It is important to note that differences between means of most metabolite signals of the four pathways investigated in the heat map (Fig. 2) and the score scatter plot (Fig. 3) did not reach statistical significance applying non parametric Wilcoxon rank sum test because of great interindividual variabilities of the metabolite signal intensities. However, evaluating the total list of metabolite ion masses we detected significant differences exemplarily shown in Figure 4 for the metabolite ions with the elementary composition of C37H66O5 (m/z = 613.48004 for [C37H66O5Na]+; possible assignment: Diacylglycerol), and C41H83N2O6P (m/z = 731.60628, [C41H84N2O6P]+ possible assignment: Sphingomyelin).

Figure 4
Comparison of the signal intensities of diacylglycerol and sphingomyelin in plasma of individuals with reduced and normal insulin sensitivity.

The metabolite ion possibly assigned to diacylglycerol (DAG) showed significantly increased levels in individuals with reduced insulin sensitivity (ISIMatsuda below 8.5) as well as in the transition group (Fig. 4A). DAG has long been discussed as a key lipid intermediate linking nutrient excess to dysregulation of insulin action [39]. A large dietary fat load may lead to accumulation of diacylglycerols and subsequently to activation of protein kinase C isoforms [40]. Furthermore, the intramyocellular concentration of DAG in skeletal muscle has been shown to increase in insulin-resistant rodents and humans [40]. Since DAG concentrations appeared to be similarly elevated in both the transition group and the insulin resistant group (data not shown), this increase could represent an early event in the development of insulin resistance.

Another example of a metabolite found to be increased in the pre-diabetic group (ISIMatsuda <15) compared to the group with normal insulin sensitivity is the metabolite ion possibly assigned to sphingomyelin (Fig. 4B). Sphingomyelin is also among the candidate molecules likely involved in pathomechanisms relevant for a decline in insulin sensitivity, since the breakdown of sphingomyelin leads to the generation of ceramide which is a potent signaling molecule well known to mediate insulin resistance [39][41]. It appears worthwhile to verify the identity of this metabolite and to investigate its plasma concentration in larger cohorts in order to determine whether it is a transient marker for a very early state of declining insulin sensitivity.

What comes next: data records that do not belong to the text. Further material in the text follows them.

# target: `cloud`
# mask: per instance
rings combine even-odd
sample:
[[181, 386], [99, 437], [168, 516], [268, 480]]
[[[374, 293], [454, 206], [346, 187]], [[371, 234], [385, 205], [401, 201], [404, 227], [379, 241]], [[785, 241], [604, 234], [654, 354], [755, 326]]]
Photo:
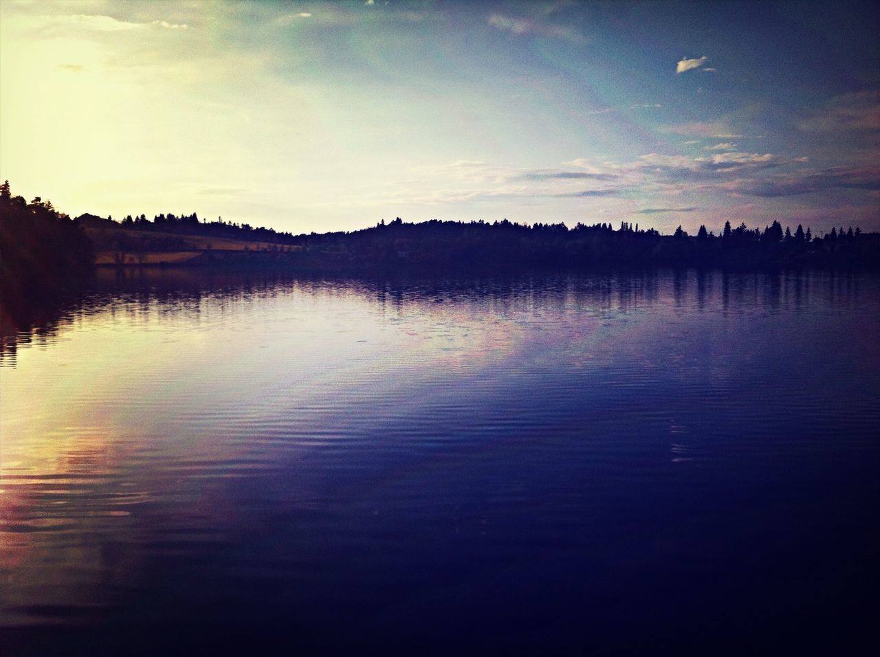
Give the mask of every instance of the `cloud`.
[[490, 26], [517, 36], [535, 34], [550, 39], [564, 39], [569, 41], [583, 42], [584, 40], [583, 36], [571, 27], [545, 23], [540, 20], [513, 18], [499, 13], [489, 14], [486, 20]]
[[180, 23], [169, 23], [166, 20], [154, 20], [150, 25], [165, 27], [167, 30], [188, 30], [189, 26]]
[[54, 16], [52, 19], [59, 23], [68, 23], [78, 27], [85, 27], [98, 32], [119, 32], [134, 30], [142, 26], [140, 23], [117, 20], [110, 16], [93, 14], [74, 14], [73, 16]]
[[587, 172], [531, 172], [524, 173], [526, 180], [612, 180], [614, 173], [588, 173]]
[[686, 135], [687, 136], [709, 137], [712, 139], [741, 139], [744, 135], [737, 134], [730, 124], [724, 120], [693, 121], [681, 123], [677, 126], [663, 126], [661, 132], [673, 135]]
[[202, 187], [196, 193], [203, 196], [231, 196], [233, 194], [245, 193], [250, 190], [245, 187]]
[[684, 73], [686, 70], [691, 70], [692, 69], [699, 69], [708, 61], [709, 58], [705, 55], [700, 59], [683, 59], [676, 64], [675, 72], [678, 74]]
[[838, 96], [797, 127], [804, 132], [880, 130], [880, 91]]
[[656, 215], [661, 212], [696, 212], [697, 208], [645, 208], [638, 210], [637, 215]]
[[761, 198], [800, 196], [833, 189], [880, 190], [880, 166], [801, 170], [759, 180], [737, 180], [732, 191]]
[[585, 199], [593, 196], [613, 196], [620, 193], [619, 189], [584, 189], [580, 192], [564, 192], [551, 195], [557, 199]]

A further interesting observation was the detection of a metabolite with the elemental composition C33H42N4O6 (possible assignment: Urobilinogen) in seven individuals with an ISI <8.5 (data not shown). This finding is of potential interest since this metabolite was neither detectable in individuals of the transition group nor in the group with normal insulin sensitivity. Urobilinogen is a product of bilirubin metabolism, formed by intestinal reduction through bacteria of the gut flora. It is mainly excreted in faeces, but a small amount is reabsorbed in the terminal ileum and colon and enters the enterohepatic circulation (called the “enterohepatic urobilinogen cycle”) from where a minor fraction is excreted by the kidney. Hence, the hepatic metabolisms as well as the gut flora and to a lesser extent the kidney are involved in its metabolism and may affect the urobilinogen plasma levels in subjects with reduced insulin sensitivity.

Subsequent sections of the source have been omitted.